Computational Efficiency and Practicality
To assess the computational efficiency of the proposed RFE-based feature selection strategy, we benchmarked its training and inference times against the baseline ResNet-50 model. Feature extraction using the pretrained ResNet-50 took approximately 1.8 min. The subsequent Recursive Feature Elimination (RFE) step, applied to reduce the original 2048 features to the top 1000 most informative features using a linear SVM estimator, required about 2.0 min. The total training time for the proposed pipeline was around 3.8 min. During inference, the reduced feature set enabled faster classification, with an average prediction time of 60 ms per image, compared to 90 ms in the baseline ResNet-50 model without feature reduction. These experiments were performed on Google Colab Pro utilizing an NVIDIA A100 GPU (NVIDIA Corporation, Santa Clara, CA, USA). The results indicate that the proposed feature selection method significantly improves classification performance while also reducing inference latency, rendering it highly suitable for time-sensitive clinical applications. Computational cost and performance comparison between baseline ResNet-50 and proposed framework in given in the
Table 7.
Despite its strong performance, the system exhibits certain limitations. Variants 1 to 3 showed lower specificity, indicating a higher false-positive rate, which could result in over-diagnosis when used as a standalone tool. The high dimensionality of features prior to selection increases training time and memory usage.
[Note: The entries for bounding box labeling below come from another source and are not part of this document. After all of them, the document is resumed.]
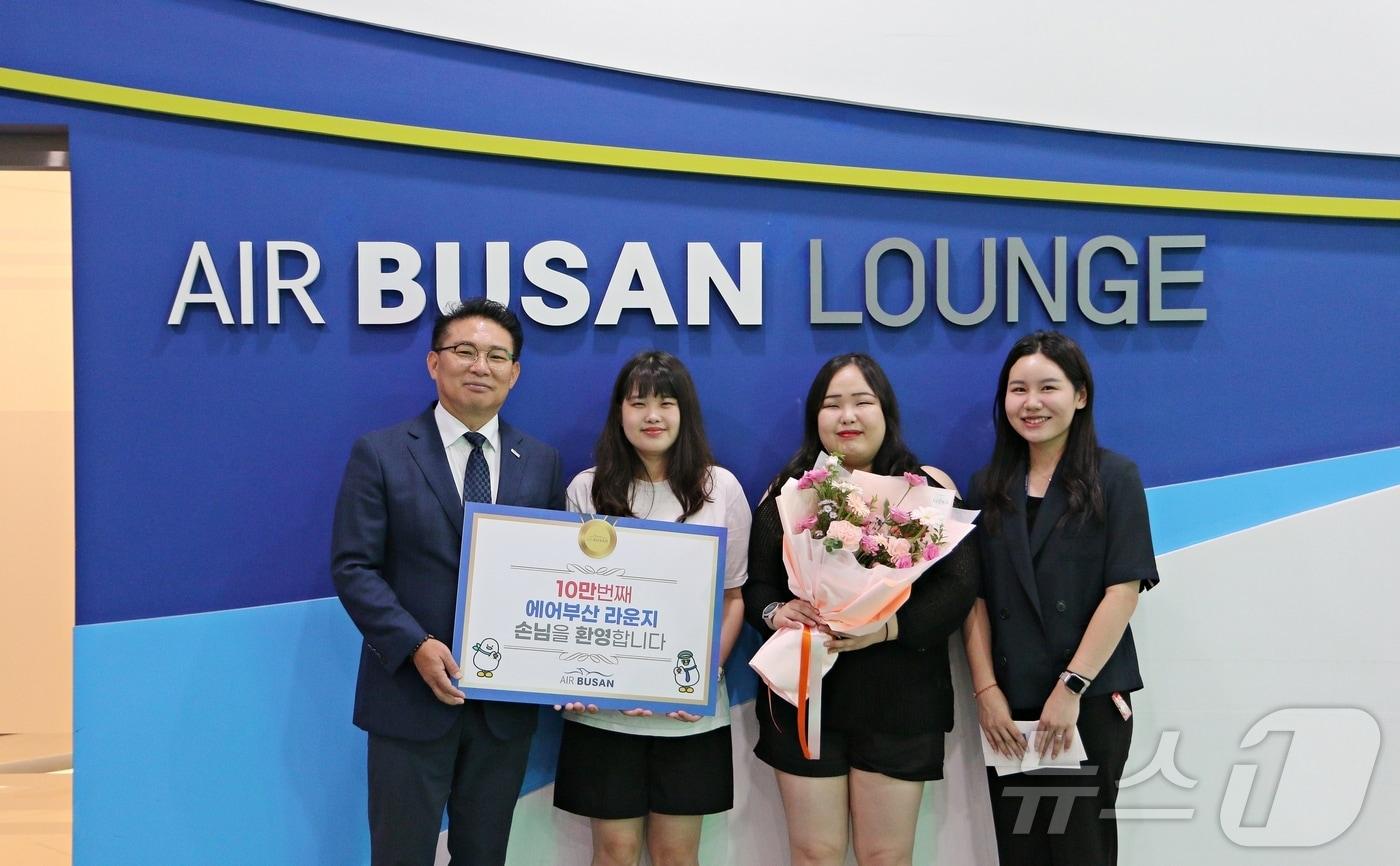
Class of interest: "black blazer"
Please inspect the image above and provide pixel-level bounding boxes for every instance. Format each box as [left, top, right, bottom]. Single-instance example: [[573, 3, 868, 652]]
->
[[969, 449, 1159, 709], [330, 407, 564, 740]]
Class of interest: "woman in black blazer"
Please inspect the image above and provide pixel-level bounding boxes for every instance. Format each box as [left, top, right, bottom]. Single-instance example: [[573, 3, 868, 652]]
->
[[963, 332, 1158, 866]]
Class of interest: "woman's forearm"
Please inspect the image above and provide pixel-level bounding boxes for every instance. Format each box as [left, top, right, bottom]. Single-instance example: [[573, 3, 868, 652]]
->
[[1070, 581, 1138, 680], [720, 586, 743, 665]]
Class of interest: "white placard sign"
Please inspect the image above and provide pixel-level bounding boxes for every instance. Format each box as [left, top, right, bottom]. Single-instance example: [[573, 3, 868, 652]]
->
[[452, 502, 725, 715]]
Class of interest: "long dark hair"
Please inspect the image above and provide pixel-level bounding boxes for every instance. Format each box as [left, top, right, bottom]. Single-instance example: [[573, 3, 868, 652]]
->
[[594, 351, 714, 522], [983, 330, 1103, 530], [767, 353, 918, 497]]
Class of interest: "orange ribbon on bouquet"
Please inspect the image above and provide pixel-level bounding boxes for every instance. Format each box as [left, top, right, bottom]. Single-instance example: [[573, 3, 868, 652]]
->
[[797, 625, 820, 761]]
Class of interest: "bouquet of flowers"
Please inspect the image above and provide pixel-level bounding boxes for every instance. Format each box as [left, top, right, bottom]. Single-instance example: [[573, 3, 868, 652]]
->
[[749, 453, 977, 757]]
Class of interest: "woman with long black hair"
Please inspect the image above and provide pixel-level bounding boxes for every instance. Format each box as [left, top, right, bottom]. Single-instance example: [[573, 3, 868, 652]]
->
[[963, 332, 1158, 866], [554, 351, 750, 866], [743, 354, 977, 866]]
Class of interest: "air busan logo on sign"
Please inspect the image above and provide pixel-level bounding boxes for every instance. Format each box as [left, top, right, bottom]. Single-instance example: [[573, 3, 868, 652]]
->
[[559, 667, 616, 688]]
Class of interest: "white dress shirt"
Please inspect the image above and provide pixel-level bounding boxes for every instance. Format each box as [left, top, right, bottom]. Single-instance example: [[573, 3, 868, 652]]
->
[[433, 403, 501, 502]]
Moreover, the reliance on LBP transformed images assumes that texture information is consistently diagnostically relevant, which may not hold across all imaging conditions or datasets. Furthermore, the current framework is limited to 2D chest radiographs, does not scale to volumetric data such as 3D CT scans, and lacks clinical validation through expert radiologist. Comparison of recent studies for pneumonia detection using chest X-rays Kaggle dataset with the proposed framework is depicted in
Table 8.
Future research can address these challenges through several directions. Extending the method to multiclass classification, such as differentiating between bacterial and viral pneumonia or other chest pathologies, will improve its clinical applicability. Finally, validating the system on larger, diverse, and real world datasets will ensure robustness and generalization. In future work, we plan to conduct a radiologist in the loop evaluation to further assess the clinical relevance and diagnostic reliability of the proposed framework. This will involve comparing the model’s predictions with annotations and diagnoses provided by multiple expert radiologists.